Agarrou-se à mesa e levantou o corpo imobilizado. Duas novas explosões tomaram
conta das pernas do garoto, que mordeu os lábios até sentir o gosto metálico do
próprio sangue.
Era difícil
mover-se daquela forma, além de extremamente dolorido, mas ele não tinha outra
escolha: deu dois passos largos, cômicos, com as pernas retas e abertas em mais
de setenta graus, alcançando a janela e fechando-a, prendendo a pata de um dos
gatos, que miou rispidamente. Os nove felinos em sua janela mostravam os dentes
e arranhavam o vidro.
Allan voltou para a
cadeira, primeiro se jogando sobre a mesa, depois em uma cadeira que fazia
parte do conjunto da cozinha para, finalmente, voltar à cadeira de rodas. Tinha
pouco tempo para se preparar. Agarrou navamente a faca, esticando o corpo até o
chão e quase caindo novamente, sem reconhecer a sorte por estar vivo depois de
ter caída com uma faca daquele tamanho nas mãos; a pedra de amolar estava para
sempre perdida, como se tivesse atravessado o fino tecido da realidade e
pousado em uma Terra alternativa, por baixo de uma Jukebox que permitia a
música na posição 42-B ser tocada repetidas vezes.
Ele foi até a
lavanderia e pegou uma vassoura, desencaixando o cabo para usá-lo como uma
lança. Pegou também álcool e fósforos. Novamente na cozinha, transformou um
rolo para maças e um pano velho em uma tocha encharcada no álcool, apenas
esperando para ser acessa e usada como arma contra os felinos. Estava armado. Que venham, ele pensou e deixou as
lágrimas secarem no rosto.
Voltou para a
janela em que estava no começo daquela tarde e se deparou com incontávei gatos
no jardim. Eles estavam em todos os lugares, por baixo das árvores; na entrada
da casa; pendurados no portão verde; espalhados pela grama, agora um caos de
fezes e urina felina; verdadeiro campo minado. No meio deles, estava o gato de
olhos sagazes, olhando de forma mortal para o garoto. Ele miou um única vez. E
os animais ficaram loucos, soltando ginchos diabólicos e disparando ataques
contra a porta de entrada e, principalmente, contra o vidro frágil que os
separavam.
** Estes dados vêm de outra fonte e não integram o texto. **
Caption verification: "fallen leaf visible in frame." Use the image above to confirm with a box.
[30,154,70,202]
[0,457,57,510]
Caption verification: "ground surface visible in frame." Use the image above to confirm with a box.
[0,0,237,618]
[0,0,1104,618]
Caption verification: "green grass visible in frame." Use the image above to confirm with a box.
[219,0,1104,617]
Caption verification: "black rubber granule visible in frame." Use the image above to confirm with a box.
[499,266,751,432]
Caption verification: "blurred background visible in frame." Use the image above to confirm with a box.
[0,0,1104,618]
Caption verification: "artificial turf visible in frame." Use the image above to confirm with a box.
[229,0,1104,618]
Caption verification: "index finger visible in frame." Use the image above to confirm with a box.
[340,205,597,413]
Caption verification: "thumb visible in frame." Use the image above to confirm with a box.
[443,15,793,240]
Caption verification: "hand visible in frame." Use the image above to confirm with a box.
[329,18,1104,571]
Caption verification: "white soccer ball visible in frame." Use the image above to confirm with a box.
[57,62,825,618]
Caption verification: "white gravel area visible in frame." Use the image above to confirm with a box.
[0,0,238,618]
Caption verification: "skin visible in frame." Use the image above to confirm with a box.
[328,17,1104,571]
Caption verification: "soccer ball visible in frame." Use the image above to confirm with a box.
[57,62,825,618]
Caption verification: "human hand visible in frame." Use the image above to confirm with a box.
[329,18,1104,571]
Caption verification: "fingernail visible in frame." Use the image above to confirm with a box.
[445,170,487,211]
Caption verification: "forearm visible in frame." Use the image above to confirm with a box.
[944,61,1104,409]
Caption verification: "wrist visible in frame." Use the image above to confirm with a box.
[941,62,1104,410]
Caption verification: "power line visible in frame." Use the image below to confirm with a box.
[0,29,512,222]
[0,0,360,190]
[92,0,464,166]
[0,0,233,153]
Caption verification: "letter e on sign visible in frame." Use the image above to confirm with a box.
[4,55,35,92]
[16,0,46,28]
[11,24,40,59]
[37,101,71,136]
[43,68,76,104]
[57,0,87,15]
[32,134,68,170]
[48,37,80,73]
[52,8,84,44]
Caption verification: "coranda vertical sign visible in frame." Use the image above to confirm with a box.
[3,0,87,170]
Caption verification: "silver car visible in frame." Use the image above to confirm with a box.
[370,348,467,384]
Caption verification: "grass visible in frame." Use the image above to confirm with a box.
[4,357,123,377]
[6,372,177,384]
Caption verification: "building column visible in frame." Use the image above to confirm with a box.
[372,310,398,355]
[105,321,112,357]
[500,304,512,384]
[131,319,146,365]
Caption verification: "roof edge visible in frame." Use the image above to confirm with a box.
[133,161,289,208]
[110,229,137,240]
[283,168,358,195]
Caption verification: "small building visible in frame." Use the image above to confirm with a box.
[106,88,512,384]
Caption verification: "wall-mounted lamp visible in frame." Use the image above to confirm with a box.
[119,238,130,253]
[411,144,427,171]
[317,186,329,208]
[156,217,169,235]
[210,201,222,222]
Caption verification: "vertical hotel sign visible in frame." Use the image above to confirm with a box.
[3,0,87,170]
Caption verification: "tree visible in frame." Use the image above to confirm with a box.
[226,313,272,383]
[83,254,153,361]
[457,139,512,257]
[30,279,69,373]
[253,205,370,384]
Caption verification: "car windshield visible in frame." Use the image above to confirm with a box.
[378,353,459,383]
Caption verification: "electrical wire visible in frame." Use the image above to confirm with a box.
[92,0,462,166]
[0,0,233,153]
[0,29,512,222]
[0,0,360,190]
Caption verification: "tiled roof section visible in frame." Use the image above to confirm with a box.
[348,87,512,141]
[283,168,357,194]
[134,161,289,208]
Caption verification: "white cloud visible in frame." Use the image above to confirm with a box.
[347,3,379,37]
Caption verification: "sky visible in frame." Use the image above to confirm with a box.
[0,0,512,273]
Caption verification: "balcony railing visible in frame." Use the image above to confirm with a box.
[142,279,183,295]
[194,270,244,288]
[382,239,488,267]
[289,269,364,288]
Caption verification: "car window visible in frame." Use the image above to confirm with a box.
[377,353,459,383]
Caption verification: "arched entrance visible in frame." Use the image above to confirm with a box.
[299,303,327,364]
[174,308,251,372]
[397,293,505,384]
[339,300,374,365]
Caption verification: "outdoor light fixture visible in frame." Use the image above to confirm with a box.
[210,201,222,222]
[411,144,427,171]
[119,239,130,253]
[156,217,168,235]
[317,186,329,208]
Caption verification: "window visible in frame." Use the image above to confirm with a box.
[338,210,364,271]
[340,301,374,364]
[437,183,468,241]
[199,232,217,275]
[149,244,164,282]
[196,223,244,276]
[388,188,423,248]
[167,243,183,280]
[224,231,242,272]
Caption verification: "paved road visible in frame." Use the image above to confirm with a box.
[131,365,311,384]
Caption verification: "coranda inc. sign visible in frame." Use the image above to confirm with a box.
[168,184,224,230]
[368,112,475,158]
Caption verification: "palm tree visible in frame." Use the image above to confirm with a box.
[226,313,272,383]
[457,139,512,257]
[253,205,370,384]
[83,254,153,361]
Era lutar ou morrer, Allan percebeu em determinação frenética. Ele
segurou a tocha improvisada em um das mãos e, com a caixa presa entre os
dentes, riscou um fósforo na outra. Esperou. O vidro ensaiava as primeiras
rachaduras.
Como a cavalaria em
um dos filmes em preto e branco que seu pai amava, o portão automático abriu
passagem e em poucos segundos, o carro de seus pais surgiu na entrada da casa.
Antes deles passarem pelo portão, porém, os gatos sumiram magicamente de vista.
Havia apenas as fezes na grama, nada mais.
O garoto apagou o
fosforo com um movimento rápido e escondeu, na caixa de brinquedos, suas armas.
O cabo da vassoura poderia ficar em qualquer lugar; seria fácil de explicar,
decidiu. Quando seus pais entraram, carregando mais sacolas plásticas recheadas
com legumes e carnes do que poderiam aguentar com facilidade, ele perguntou com
audível excitação:
“Compraram o livro
que pedi, aquele com os hobbits?”
“Desculpe filho, a
livraria estava fechada. Mas alugamos um filme que sua mãe queria assistir”,
ele respondeu com voz cansada.
Allan olhou para
fora novemente, torcendo a boca para os pais. Um único gato estava no muro,
encarando-o com olhos sagazes. Amanhã,
prometiam aqueles terríveis olhos, ou
depois, eu sou paciente. Mas vou comer sua carne, pequeno humano, e festejar
com seus olhos. Amanhã ou depois, marque minhas palavras. O gato virou o
corpo e desapareceu pela rua tranquila e vazia.
Meia hora depois e
o chá estava frio, horrível. Allan estava entediado, apoiou os cotovelos no
descanso da janela; o peso da cabeça sobre os punhos fechados.
Nada de emocionante
acontecia em sua vida, lamentou em um suspiro.